The program can also provide predictions for test data using either the trained model or the given input model. Test points can be specified with the ’--test_file (-t)’ parameter. Predicted responses to the test points can be saved with the ’--output_predictions_file (-o)’ output parameter.

For example, the following command trains a model on the data ’data.csv’ and responses ’responses.csv’ with lambda1 set to 0.4 and lambda2 set to 0 (so, LASSO is being solved), and then the model is saved to ’lasso_model.bin’:

\$ lars --input_file data.csv --responses_file responses.csv --lambda1 0.4 --lambda2 0 --output_model_file lasso_model.bin

The following command uses the ’lasso_model.bin’ to provide predicted responses for the data ’test.csv’ and save those responses to ’test_predictions.csv’:

\$ lars --input_model_file lasso_model.bin --test_file test.csv --output_predictions_file test_predictions.csv

## OPTIONAL INPUT OPTIONS

--help (-h) [bool]

Default help info.

--info [string]

Get help on a specific module or option. Default value ’’.

--input_file (-i) [string]

Matrix of covariates (X). Default value ’’.

--input_model_file (-m) [unknown]

Trained LARS model to use. Default value ’’.

--lambda1 (-l) [double]

Regularization parameter for l1-norm penalty. Default value 0.

--lambda2 (-L) [double]

Regularization parameter for l2-norm penalty. Default value 0.

--responses_file (-r) [string]

Matrix of responses/observations (y). Default value ’’.

--test_file (-t) [string]

Matrix containing points to regress on (test points). Default value ’’.
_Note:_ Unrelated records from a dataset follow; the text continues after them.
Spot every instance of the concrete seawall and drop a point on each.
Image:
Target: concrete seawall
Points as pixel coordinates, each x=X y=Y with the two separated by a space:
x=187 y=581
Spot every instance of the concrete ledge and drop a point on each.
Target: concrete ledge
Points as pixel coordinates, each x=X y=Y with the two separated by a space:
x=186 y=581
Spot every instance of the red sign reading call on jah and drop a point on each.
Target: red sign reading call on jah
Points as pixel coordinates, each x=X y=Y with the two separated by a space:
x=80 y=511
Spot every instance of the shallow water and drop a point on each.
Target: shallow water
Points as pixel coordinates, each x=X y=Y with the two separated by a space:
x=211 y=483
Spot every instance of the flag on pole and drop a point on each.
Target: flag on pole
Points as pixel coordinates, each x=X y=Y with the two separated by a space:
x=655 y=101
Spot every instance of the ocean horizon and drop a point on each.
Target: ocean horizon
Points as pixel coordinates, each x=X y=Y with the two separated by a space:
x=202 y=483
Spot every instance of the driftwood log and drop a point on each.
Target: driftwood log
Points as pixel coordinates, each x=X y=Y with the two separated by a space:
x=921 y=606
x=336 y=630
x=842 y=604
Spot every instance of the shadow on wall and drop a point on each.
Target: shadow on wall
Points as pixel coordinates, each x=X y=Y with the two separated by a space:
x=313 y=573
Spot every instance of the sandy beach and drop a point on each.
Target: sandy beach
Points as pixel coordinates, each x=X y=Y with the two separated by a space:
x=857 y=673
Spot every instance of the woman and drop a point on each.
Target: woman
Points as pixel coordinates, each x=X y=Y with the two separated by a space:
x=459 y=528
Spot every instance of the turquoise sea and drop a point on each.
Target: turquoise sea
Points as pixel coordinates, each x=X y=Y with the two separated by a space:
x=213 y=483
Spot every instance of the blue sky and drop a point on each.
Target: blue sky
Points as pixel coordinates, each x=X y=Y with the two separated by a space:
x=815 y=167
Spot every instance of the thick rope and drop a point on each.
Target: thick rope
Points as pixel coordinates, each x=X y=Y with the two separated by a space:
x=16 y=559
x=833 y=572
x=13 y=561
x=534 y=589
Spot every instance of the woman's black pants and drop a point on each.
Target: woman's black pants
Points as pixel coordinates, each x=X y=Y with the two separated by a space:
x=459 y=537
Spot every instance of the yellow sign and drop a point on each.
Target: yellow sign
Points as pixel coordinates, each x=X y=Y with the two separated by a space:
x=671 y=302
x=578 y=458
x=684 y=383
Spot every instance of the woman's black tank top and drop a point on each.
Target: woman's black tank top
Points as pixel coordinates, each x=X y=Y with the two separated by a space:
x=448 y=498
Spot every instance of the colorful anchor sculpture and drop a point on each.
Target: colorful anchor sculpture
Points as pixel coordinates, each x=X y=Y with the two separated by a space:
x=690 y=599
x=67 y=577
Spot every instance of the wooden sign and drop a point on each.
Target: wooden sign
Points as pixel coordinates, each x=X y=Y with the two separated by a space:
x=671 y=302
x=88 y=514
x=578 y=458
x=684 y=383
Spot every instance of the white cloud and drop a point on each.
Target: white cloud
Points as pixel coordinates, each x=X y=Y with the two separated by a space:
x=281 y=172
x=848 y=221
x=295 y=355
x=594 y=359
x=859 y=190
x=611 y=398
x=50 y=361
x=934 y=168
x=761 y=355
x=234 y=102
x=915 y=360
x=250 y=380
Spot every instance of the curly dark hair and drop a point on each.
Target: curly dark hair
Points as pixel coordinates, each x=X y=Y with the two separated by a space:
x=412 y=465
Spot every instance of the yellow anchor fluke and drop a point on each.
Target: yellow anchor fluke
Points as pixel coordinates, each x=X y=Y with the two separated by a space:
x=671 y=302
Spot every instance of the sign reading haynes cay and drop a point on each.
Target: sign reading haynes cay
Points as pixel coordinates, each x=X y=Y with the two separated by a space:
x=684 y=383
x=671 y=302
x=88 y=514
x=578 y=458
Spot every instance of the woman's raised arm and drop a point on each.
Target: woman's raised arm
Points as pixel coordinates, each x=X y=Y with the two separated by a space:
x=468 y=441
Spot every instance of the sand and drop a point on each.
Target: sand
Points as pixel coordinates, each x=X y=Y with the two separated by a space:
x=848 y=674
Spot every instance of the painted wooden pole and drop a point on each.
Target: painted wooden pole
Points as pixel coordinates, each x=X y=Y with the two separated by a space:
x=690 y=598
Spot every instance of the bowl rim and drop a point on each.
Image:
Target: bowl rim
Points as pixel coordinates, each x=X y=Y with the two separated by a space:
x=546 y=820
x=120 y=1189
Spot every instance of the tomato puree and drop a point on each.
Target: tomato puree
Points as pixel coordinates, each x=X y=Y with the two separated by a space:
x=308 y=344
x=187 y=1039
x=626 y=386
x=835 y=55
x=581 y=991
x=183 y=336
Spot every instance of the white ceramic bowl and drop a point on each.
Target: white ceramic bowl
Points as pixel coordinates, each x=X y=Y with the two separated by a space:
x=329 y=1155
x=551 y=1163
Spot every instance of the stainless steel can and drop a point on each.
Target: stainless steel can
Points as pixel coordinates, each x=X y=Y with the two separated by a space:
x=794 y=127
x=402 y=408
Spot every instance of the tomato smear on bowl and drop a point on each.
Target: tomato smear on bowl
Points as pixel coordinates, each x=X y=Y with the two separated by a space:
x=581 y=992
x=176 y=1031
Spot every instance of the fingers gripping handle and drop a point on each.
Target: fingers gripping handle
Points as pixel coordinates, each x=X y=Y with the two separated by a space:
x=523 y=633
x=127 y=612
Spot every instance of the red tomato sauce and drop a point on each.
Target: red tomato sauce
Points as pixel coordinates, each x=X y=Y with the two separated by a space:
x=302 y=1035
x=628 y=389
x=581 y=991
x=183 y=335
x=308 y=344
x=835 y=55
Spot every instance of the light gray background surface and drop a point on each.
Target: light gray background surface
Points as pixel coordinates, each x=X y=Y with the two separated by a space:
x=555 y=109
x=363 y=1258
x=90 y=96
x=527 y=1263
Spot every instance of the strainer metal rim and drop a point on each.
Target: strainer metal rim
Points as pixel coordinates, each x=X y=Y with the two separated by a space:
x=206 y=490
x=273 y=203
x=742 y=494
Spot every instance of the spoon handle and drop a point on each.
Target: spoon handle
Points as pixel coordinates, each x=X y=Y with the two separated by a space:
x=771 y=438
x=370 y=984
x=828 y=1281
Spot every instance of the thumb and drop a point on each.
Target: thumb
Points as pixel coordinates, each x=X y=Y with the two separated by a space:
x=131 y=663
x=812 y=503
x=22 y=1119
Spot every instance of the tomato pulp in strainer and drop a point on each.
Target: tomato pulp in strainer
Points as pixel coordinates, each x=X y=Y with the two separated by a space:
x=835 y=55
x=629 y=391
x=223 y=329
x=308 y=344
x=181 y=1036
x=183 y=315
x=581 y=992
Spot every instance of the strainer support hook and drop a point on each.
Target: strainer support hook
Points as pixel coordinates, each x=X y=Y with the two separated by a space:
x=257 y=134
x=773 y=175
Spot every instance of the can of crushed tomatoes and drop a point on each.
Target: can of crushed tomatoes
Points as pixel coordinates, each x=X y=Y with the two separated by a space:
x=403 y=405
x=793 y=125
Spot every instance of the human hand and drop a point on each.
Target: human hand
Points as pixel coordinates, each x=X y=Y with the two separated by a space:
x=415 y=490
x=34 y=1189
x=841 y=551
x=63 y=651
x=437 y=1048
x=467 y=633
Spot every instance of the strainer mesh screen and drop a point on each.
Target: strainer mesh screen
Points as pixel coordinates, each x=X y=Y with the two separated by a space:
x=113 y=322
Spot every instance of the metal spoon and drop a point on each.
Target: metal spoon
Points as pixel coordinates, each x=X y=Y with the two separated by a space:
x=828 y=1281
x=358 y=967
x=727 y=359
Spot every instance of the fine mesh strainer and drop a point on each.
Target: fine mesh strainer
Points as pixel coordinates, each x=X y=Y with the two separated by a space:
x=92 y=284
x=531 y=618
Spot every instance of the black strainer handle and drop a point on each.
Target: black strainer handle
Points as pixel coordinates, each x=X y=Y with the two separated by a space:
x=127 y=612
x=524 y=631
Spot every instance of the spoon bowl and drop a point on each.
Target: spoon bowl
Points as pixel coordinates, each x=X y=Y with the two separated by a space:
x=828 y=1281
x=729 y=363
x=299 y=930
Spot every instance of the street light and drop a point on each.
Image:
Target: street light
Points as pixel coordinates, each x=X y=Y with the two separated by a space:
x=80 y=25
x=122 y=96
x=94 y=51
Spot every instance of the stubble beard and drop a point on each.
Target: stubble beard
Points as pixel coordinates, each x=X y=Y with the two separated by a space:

--use_cholesky (-c) [bool]

Use Cholesky decomposition during computation rather than explicitly computing the full Gram matrix.

--verbose (-v) [bool]

Display informational messages and the full list of parameters and timers at the end of execution.

--version (-V) [bool]

Display the version of mlpack.

## OPTIONAL OUTPUT OPTIONS

--output_model_file (-M) [unknown]

Output LARS model. Default value ’’.

--output_predictions_file (-o) [string]

If --test_file is specified, this file is where the predicted responses will be saved. Default value ’’.